Love at first sight is a myth, you see, and it all comes down to biology and narcissism. If someone signals that they are very interested in you, you like them more, simple as that. Of course, women have known that men are this dupable for years, but now science has shown that they are just as susceptible to the charms of superficial body language.

It's hard to take this stuff seriously, but it's not clear why we shouldn't. The problem is that such reports make it sound as though we are ruled by our biology, in a hard, reductionist way. But we just know we're not, don't we?

Well, yes and no. Biology clearly does play a huge part in our lives. After all, couples may only spend a small percentage of their time doing exciting things with each others' genitals, but they don't get together with people they wouldn't want to have sex with. We are in so many ways on all fours with our fellow animals, as a trip to the zoo will readily confirm.

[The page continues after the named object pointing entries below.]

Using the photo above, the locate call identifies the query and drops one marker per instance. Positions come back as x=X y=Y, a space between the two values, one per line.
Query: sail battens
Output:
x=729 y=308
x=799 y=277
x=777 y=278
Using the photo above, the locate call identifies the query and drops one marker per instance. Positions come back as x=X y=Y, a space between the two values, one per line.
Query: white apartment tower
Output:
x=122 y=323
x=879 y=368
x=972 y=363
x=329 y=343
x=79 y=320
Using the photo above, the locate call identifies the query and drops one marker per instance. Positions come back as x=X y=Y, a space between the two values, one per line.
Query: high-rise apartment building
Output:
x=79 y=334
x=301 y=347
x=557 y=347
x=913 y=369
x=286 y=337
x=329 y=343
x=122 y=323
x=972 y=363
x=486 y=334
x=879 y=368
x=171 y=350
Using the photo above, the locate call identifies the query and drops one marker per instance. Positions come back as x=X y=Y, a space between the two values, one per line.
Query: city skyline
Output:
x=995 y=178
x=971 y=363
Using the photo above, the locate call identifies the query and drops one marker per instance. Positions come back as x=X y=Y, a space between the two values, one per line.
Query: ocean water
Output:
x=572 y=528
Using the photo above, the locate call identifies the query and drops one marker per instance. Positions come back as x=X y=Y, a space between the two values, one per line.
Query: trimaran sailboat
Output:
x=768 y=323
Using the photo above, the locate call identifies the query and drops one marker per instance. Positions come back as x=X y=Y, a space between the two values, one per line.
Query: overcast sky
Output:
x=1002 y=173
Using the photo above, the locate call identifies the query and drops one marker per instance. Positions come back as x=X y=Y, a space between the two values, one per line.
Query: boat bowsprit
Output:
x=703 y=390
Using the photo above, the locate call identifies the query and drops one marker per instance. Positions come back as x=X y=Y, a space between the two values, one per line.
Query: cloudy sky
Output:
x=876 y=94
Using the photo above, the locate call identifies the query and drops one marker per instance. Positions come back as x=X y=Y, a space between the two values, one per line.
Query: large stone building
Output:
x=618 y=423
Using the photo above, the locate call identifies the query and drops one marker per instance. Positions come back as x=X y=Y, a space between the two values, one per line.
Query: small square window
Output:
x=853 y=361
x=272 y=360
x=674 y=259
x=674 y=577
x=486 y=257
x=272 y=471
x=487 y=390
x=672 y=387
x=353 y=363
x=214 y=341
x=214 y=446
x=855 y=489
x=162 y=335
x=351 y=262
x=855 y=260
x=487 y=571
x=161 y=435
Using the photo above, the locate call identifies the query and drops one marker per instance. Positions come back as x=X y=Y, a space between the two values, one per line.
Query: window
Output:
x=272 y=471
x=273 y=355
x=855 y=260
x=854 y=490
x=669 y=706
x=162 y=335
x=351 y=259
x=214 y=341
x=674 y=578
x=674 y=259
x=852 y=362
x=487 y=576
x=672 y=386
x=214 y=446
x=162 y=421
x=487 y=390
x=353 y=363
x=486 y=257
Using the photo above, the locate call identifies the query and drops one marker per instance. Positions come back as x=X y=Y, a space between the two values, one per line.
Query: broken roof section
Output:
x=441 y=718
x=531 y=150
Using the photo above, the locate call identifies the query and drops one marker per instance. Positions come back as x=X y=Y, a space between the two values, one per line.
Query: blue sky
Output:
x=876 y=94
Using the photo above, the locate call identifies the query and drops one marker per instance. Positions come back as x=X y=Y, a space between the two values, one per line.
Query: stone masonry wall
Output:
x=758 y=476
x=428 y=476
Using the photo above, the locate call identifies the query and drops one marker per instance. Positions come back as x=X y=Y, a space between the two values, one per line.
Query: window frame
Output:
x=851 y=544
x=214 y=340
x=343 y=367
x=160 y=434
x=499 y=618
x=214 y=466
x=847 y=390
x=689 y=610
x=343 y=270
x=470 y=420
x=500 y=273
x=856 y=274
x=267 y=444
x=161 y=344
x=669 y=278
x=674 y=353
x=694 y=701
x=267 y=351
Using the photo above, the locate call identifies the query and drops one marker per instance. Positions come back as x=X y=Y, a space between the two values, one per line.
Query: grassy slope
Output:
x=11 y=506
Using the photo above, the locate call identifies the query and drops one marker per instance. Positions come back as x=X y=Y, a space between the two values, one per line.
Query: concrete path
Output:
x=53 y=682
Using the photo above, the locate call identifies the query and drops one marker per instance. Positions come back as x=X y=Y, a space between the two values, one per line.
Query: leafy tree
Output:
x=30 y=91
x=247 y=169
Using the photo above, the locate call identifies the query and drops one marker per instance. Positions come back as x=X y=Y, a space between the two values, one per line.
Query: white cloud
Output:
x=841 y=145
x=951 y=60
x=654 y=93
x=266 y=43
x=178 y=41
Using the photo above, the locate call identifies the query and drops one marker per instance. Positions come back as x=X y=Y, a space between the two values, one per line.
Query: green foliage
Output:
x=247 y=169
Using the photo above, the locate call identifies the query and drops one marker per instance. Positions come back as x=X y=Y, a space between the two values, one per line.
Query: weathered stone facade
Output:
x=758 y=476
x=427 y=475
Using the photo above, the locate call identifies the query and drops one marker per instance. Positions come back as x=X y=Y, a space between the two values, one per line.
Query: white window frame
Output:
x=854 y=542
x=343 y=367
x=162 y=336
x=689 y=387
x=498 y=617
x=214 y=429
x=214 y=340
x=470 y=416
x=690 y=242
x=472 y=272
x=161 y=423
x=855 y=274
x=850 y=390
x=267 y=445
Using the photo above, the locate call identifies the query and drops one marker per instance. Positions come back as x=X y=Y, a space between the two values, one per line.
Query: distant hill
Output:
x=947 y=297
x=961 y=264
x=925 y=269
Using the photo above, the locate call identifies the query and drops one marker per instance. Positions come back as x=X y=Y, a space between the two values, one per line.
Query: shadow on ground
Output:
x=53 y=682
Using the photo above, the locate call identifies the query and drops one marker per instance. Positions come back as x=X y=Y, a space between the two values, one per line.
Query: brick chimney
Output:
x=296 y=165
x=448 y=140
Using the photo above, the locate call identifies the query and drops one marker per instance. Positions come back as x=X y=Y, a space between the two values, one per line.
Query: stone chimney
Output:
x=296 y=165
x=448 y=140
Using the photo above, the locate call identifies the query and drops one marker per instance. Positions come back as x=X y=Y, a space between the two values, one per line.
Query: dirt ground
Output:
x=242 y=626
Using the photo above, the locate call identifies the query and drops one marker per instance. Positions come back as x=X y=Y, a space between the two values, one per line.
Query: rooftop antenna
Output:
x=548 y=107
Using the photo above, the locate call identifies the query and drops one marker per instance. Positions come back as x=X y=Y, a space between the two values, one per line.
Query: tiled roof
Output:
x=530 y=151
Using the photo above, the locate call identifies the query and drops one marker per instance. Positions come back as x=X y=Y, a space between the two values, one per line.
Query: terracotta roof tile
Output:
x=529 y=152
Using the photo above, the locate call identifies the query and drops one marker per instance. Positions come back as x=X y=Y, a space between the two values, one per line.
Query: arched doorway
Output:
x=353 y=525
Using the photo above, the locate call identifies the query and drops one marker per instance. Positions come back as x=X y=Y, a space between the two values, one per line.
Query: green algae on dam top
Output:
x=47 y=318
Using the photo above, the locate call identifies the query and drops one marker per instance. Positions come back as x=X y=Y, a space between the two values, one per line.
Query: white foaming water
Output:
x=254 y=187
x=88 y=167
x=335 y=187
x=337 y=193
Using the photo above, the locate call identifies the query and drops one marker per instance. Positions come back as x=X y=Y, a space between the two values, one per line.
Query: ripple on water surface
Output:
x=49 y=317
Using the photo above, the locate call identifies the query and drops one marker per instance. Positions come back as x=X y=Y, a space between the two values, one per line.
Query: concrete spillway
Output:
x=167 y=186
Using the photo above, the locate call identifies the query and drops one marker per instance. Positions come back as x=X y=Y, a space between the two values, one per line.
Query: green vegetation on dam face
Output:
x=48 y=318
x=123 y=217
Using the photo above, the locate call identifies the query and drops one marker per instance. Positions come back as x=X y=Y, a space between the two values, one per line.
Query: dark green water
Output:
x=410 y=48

It's only when we try to push this too far that we talk nonsense. After all, anyone over 20 who still confuses the kindling of desire produced by a happy gaze with the signs of enduring love deserves all the disappointment they're probably going to get. They should have learned that it's the connection you feel once you get talking which provides the most reliable, though not infallible, omen.

On this, the arts are ahead of the sciences. Take Pride and Prejudice, for example. Elizabeth Bennett alone has the maturity not to run off and marry to first eligible bachelor to direct his smarmy gaze at her, while her foolish sister falls for the cad in uniform. Indeed, Elizabeth actually ends up with the man who hardly smiles at all and certainly doesn't reel her in with his seductive stares. Elizabeth does not transcend her biology, of course: she's a hetero woman who ends up with a hetero man. But nor is she a simple slave to the brute desires her body feels. The fact that we are sexed, biological beings conditions our behaviour, but it doesn't determine every facet of it.

That's a much more complete picture of human nature at its most complete and balanced than either the version which says we're all just responding to simple erotic stimuli or the one which puts rising suns into eyes.

Having said that, I know which one I'd rather have turned into a song. And if you want any further evidence of how science kills music, listen to Simon Singh's excruciating rewrite of Katie Melua's already nauseating Nine Million Bicycles. You have been warned.